Pakistani court rules schizophrenia not a permanent disorder

The decision means death row inmate Imdad Ali, who "hears voices in his head that command him" and was diagnosed with the mental illness, could be executed as early as October 26.

The court says schizophrenia is a "recoverable disease," which means it does not fall within its legal definition of permanent disorders. The inmate's wife Safia Bano who has protested the death sentence says her husband is "completely delusional".
Image Source

The court says schizophrenia is a "recoverable disease," which means it does not fall within its legal definition of permanent disorders. The inmate's wife Safia Bano who has protested the death sentence says her husband is "completely delusional".

The Supreme Court of Pakistan has said schizophrenia does not fall within its legal definition of mental disorders. The decision means prisoner Imdad Ali who was diagnosed with the mental illness could soon face execution as early as October 26.

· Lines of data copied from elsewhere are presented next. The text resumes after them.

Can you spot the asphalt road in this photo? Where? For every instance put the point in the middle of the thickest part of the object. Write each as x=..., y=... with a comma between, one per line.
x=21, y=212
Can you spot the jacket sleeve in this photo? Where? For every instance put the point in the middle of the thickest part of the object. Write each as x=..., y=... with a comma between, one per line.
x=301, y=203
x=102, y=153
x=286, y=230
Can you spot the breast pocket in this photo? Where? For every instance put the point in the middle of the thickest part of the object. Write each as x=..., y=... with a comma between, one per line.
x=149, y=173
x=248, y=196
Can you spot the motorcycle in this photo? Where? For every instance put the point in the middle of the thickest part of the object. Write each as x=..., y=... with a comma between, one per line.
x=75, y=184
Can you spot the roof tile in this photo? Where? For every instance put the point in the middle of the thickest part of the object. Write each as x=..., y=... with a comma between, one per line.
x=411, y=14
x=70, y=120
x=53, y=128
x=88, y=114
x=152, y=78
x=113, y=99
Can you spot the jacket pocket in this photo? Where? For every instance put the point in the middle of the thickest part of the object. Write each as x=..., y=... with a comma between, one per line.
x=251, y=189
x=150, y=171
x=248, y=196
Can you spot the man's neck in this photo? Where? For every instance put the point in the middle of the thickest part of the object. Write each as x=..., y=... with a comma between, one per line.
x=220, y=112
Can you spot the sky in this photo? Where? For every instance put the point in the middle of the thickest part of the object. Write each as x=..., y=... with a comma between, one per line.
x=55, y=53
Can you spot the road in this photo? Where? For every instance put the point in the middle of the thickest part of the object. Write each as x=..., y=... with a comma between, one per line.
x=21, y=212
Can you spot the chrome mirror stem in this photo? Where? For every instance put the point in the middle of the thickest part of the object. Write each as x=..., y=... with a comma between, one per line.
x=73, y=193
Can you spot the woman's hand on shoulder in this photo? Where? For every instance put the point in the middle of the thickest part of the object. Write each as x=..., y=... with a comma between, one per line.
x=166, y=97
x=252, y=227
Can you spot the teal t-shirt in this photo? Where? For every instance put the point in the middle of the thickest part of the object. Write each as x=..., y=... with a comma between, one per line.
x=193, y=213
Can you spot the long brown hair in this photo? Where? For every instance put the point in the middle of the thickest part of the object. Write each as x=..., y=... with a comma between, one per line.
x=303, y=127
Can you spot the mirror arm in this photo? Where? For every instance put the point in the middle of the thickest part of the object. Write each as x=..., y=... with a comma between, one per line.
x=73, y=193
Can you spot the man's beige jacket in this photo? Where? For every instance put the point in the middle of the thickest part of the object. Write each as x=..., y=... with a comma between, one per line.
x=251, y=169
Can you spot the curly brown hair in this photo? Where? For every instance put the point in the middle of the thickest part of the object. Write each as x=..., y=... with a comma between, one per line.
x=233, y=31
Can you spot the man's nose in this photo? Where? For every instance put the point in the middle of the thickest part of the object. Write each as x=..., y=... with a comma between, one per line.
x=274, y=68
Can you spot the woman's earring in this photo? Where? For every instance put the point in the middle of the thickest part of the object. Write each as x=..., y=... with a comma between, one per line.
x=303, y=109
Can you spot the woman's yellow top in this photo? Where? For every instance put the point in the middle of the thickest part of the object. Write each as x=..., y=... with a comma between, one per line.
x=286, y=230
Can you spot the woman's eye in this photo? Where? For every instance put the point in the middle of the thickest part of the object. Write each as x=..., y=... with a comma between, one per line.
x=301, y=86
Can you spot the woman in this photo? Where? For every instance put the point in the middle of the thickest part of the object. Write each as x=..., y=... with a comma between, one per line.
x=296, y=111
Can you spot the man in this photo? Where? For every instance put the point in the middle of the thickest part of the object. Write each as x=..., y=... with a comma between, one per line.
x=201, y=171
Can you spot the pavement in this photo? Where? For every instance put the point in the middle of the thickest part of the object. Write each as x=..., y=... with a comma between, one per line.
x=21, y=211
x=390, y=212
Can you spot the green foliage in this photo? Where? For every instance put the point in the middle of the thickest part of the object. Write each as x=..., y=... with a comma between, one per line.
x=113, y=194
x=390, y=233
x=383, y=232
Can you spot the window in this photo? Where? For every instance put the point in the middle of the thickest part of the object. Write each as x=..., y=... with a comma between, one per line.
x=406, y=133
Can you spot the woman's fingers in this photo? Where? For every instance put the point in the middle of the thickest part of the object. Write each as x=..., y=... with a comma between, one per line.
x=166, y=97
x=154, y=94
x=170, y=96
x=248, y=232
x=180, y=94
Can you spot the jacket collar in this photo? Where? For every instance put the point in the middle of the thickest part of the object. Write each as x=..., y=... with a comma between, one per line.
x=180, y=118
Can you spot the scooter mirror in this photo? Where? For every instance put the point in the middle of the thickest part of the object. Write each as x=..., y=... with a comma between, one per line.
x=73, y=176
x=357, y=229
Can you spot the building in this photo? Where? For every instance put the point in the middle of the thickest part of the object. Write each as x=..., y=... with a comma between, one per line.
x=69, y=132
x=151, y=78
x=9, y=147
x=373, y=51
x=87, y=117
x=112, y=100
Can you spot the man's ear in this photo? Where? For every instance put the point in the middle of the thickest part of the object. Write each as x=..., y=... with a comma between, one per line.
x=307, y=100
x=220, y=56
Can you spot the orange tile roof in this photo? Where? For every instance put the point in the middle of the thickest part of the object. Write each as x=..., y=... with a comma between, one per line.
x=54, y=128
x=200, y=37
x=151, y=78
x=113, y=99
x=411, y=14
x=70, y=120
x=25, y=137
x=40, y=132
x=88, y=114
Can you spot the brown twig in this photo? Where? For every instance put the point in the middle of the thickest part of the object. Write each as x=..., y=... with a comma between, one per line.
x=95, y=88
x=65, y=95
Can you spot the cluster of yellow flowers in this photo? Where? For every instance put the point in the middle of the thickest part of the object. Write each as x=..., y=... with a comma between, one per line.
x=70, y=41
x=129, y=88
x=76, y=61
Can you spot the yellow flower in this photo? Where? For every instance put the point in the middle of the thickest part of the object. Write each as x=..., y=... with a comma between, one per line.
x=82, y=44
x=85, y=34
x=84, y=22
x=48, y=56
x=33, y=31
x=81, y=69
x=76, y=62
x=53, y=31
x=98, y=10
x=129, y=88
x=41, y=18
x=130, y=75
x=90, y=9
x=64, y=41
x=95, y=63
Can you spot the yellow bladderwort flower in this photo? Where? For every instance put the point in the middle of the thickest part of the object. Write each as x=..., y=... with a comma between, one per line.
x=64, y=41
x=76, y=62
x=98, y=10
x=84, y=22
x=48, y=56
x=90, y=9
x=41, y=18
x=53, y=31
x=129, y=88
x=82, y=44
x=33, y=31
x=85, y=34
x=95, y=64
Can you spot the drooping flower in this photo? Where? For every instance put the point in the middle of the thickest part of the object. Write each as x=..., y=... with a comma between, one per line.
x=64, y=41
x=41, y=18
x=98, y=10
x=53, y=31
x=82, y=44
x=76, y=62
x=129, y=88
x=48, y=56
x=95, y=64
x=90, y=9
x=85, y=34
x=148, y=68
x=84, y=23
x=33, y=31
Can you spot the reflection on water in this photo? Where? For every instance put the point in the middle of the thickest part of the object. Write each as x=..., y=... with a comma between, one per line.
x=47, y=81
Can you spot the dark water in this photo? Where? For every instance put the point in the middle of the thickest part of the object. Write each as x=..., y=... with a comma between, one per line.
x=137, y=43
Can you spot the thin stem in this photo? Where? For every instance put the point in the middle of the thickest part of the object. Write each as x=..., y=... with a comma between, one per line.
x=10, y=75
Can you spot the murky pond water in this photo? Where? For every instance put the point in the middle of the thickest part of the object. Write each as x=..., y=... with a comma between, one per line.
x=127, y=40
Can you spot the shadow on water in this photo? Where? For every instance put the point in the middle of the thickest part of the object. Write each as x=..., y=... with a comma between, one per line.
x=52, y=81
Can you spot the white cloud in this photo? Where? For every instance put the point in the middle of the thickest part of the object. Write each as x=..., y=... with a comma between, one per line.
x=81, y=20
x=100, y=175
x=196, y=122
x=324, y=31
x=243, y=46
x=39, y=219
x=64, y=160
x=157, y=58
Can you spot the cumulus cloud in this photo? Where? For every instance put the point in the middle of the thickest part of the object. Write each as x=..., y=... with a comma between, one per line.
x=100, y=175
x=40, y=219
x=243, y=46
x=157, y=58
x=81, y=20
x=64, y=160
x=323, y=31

Pakistan has executed 425 people since lifting a moratorium on the death penalty in 2015, after Taliban gunmen massacred 150 people, including 130 children, at a boys school in Peshawar. Initially limited to those convicted of terrorism, the death sentence was expanded to all capital crimes.

Britain-based rights group Reprieve's death penalty team director Maya Foya said, "It is outrageous for Pakistan's Supreme Court to claim that schizophrenia is not a mental illness, and flies in the face of accepted medical knowledge, including Pakistan's own mental health laws."

The case of Imdad

Government doctors in 2012 diagnosed Ali, 50, with paranoid schizophrenia, after he was sentenced to death in 2002 for the murder of a cleric.

He was scheduled to be hanged on September 20 but was granted a last-minute reprieve from the top court due to pending hearings. When the hearings resumed, a three-judge bench ruled schizophrenia was "not a permanent mental disorder".

"It is, therefore, a recoverable disease, which, in all the cases, does not fall within the definition of 'mental disorder'," the judges said in Thursday's verdict.

The verdict relied on two dictionary definitions of the term schizophrenia, as well as a 1988 judgment by the supreme court in neighbouring India.

The American Psychological Association defines schizophrenia as: "a serious mental illness characterised by incoherent or illogical thoughts, bizarre behaviour and speech, and delusions or hallucinations, such as hearing voices.

Dr Tahir Feroze, a government psychiatrist who has treated Ali for the last eight years of his incarceration, said Ali suffers from delusions that he controls the world and he hears voices in his head that command him.

Feroze and two other doctors certified Ali's condition in 2012. But according to Ali's lawyer Sarah Belal, the government report certifying Ali's condition had never been presented in court before 2016.

Belal said Ali is unfit to be executed as he is unable to understand his crime and punishment, and that doing so would violate Pakistan's obligations under a United Nations treaty, the International Covenant on Civil and Political Rights.

"He is completely delusional", said Ali's wife Safia Bano.

Bano has sought forgiveness for her husband from the heirs of the murder victim, a feature of Islamic law used in Pakistan that might help avert execution but they refused to meet her.